While expired and self-signed SSL certificates may have warranted yellow flags in Firefox 2 and Internet Explorer, the latest Firefox will scare away users from SSL-carrying sites unless they are certified by a third party, causing controversy as users are blocked from popular sites like Google and LinkedIn.
Reported by BetaNews and other sources, Modzilla began cracking down on SSCs, which are valid, albeit unauthenticated, SSL certificates used for online encryption and website authentication to guard against phishing attacks, giving users frightening warnings, saying the certificate is "invalid" and "not trusted."
Mozilla began implementing a stricter policy because self-signed certificates can potentially be malicious because there is no third party to verify the site's identity, according analysis from Royal Pingdom, the official blog of uptime monitoring provider Pingdom.
However, they note that most users will be turned off from websites that do not carry an expensive third-party certificate from such Certification Authorities as VeriSign.

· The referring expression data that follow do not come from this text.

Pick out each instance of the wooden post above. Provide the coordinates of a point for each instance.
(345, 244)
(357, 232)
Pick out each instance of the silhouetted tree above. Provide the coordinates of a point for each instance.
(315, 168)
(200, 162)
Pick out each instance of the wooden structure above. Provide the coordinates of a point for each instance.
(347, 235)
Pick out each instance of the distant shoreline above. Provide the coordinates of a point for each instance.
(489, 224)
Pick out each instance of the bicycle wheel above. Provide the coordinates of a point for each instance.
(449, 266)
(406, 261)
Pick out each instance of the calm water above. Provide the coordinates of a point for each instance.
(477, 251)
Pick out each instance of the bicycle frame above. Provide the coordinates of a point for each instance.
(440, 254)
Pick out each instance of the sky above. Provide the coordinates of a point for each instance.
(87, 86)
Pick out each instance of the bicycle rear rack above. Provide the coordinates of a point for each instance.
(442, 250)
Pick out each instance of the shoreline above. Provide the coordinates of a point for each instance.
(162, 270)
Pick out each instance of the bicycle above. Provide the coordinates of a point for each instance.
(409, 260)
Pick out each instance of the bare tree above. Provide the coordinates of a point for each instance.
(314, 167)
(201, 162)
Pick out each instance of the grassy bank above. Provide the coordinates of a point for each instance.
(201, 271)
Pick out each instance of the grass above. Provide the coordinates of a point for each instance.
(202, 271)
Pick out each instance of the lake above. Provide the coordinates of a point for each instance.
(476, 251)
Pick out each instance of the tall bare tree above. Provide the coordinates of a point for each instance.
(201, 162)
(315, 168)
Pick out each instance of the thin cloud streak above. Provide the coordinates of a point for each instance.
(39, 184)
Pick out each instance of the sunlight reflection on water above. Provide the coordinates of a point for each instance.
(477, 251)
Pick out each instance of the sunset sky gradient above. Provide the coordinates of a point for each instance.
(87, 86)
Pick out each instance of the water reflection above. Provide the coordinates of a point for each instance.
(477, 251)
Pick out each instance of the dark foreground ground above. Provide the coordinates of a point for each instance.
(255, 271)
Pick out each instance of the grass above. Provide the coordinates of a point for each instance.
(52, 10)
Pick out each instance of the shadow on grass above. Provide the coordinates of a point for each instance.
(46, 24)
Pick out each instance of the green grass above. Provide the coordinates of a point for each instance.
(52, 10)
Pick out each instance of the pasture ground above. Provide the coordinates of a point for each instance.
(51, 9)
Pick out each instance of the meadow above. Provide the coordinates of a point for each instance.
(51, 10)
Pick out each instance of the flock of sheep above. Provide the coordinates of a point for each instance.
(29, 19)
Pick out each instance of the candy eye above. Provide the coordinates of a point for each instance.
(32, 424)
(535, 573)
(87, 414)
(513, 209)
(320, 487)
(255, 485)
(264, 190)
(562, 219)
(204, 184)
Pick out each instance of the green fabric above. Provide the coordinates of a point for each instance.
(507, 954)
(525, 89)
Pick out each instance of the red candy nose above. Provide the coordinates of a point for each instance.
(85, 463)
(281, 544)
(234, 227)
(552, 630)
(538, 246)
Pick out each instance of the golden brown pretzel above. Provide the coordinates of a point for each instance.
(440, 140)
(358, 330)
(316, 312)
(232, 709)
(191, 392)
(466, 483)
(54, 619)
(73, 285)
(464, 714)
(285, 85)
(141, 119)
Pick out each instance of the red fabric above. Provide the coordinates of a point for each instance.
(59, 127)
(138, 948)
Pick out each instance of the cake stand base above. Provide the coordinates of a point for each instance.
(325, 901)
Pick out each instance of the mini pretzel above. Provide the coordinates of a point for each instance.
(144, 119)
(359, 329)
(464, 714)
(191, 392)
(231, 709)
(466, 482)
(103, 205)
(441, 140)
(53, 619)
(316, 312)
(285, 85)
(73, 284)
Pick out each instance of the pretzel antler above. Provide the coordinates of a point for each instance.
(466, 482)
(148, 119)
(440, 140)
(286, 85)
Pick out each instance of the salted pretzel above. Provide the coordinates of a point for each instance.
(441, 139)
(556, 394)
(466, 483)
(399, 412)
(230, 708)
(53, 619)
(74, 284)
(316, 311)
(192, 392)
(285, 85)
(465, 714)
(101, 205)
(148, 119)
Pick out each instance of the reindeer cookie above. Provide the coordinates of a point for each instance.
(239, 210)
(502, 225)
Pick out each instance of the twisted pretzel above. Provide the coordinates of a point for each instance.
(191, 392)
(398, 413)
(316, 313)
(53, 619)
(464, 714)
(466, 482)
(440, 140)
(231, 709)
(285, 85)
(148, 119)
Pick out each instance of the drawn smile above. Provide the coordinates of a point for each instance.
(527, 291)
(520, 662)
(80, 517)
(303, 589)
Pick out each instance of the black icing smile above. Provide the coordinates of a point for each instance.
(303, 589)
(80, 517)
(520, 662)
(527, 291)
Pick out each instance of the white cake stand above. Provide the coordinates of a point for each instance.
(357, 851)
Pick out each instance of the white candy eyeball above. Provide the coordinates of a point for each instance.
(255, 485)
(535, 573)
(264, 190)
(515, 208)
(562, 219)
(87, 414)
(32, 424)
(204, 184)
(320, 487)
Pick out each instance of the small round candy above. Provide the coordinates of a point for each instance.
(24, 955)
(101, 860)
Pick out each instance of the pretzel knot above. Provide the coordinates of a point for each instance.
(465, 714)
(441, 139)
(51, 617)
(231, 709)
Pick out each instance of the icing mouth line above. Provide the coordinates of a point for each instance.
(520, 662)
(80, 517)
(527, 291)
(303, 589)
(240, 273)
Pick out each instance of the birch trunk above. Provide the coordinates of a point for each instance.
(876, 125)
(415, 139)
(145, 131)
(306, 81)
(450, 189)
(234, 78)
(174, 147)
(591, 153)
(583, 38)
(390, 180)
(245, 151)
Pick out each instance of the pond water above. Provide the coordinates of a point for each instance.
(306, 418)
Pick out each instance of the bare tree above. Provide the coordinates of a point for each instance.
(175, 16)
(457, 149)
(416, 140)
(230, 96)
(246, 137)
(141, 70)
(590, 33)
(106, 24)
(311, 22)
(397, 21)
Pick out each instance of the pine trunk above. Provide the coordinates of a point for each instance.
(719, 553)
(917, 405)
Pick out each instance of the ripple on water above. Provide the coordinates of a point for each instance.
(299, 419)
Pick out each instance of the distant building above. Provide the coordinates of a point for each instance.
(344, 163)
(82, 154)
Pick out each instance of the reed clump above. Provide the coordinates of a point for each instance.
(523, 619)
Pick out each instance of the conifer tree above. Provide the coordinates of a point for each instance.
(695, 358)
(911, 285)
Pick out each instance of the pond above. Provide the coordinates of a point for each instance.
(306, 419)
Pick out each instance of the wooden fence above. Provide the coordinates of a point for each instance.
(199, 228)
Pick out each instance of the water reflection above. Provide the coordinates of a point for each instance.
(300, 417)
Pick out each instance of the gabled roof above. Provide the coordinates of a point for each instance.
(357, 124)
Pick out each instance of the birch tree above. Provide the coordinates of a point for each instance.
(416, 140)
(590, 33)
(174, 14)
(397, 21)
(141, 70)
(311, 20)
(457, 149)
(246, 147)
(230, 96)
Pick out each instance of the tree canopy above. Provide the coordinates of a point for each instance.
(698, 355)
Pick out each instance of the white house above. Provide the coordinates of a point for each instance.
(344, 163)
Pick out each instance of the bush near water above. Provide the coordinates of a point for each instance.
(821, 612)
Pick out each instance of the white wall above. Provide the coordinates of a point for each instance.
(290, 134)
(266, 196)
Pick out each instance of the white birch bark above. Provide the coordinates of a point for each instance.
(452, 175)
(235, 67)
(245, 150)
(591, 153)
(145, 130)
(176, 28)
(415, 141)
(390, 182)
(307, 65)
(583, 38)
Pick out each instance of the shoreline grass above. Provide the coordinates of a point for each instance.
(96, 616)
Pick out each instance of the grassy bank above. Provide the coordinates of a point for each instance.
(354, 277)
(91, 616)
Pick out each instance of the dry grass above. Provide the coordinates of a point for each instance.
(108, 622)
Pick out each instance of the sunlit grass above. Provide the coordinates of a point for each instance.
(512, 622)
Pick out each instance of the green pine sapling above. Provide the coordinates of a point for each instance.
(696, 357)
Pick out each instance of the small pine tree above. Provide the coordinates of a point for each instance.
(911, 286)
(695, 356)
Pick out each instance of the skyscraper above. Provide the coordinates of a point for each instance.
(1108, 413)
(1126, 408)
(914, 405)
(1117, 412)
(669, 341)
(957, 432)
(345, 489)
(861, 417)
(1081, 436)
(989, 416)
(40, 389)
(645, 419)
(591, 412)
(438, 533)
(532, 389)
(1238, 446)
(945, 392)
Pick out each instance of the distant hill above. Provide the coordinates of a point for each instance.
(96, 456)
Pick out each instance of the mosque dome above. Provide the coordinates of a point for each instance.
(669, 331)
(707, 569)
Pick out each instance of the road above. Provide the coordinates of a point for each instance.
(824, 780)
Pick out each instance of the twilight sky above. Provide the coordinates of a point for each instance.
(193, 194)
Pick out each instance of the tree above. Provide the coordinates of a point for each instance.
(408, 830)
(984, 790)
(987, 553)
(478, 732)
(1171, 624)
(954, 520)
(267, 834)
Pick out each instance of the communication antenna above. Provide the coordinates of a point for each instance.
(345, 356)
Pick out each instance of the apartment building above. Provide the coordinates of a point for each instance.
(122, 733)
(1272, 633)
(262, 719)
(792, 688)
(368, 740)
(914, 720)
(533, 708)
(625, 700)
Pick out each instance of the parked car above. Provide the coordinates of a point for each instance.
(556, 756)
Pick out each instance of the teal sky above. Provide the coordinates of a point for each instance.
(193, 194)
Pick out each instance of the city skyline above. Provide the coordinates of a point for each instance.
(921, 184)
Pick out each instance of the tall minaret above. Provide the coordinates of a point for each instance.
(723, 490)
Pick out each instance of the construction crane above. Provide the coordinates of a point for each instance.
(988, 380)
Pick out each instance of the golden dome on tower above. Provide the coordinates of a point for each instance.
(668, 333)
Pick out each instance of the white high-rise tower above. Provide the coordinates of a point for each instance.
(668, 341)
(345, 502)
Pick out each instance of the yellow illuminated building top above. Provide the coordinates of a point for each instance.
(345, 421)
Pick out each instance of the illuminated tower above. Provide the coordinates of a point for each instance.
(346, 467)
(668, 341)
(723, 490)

"From a security standpoint, the change in Firefox 3 kind of makes sense, but from a usability standpoint, the implementation is too confusing," according to Royal Pingdom.
While site administrators can pay a one-time fee of $29.99 from a company like Go Daddy for a basic SSL package, for some it is a matter of principle.
According to Scott M. Fulton's report on BetaNews, some developers self-sign because they do not want to register for security reasons with a third party when working on a covert project. Other developers find it simply more convenient and economical to self-sign certificates, especially when they have many certificates to issue.
Univeristy of Massachusetts's Nat Tuck opposes Mozilla's de facto censorship because he said it infringes on net neutrality, the concept that the internet should be free of restrictions on content, sites or platforms.
"This behavior means that a public web site basically can't be encrypted unless they are willing to pay an approved vendor a yearly fee for a certificate," Tuck wrote in a recent blog posting.
"This has two effects: First, some sites are forced to pay for certificates that they otherwise wouldn't have bought. Second, some sites are forced to go without encryption that they otherwise would have had.
"This is really an issue of the basic principles of internet openness. Everyone has equal access to the features of HTTP or SSH, there's no reason why there should be artificial constraints on access to HTTPS. But that's exactly what the Firefox SSL behavior does."
Fulton noted an alternative to SSLs for budget-conscious developers is StartCom Certification Authority's free Class 1 digital certificates.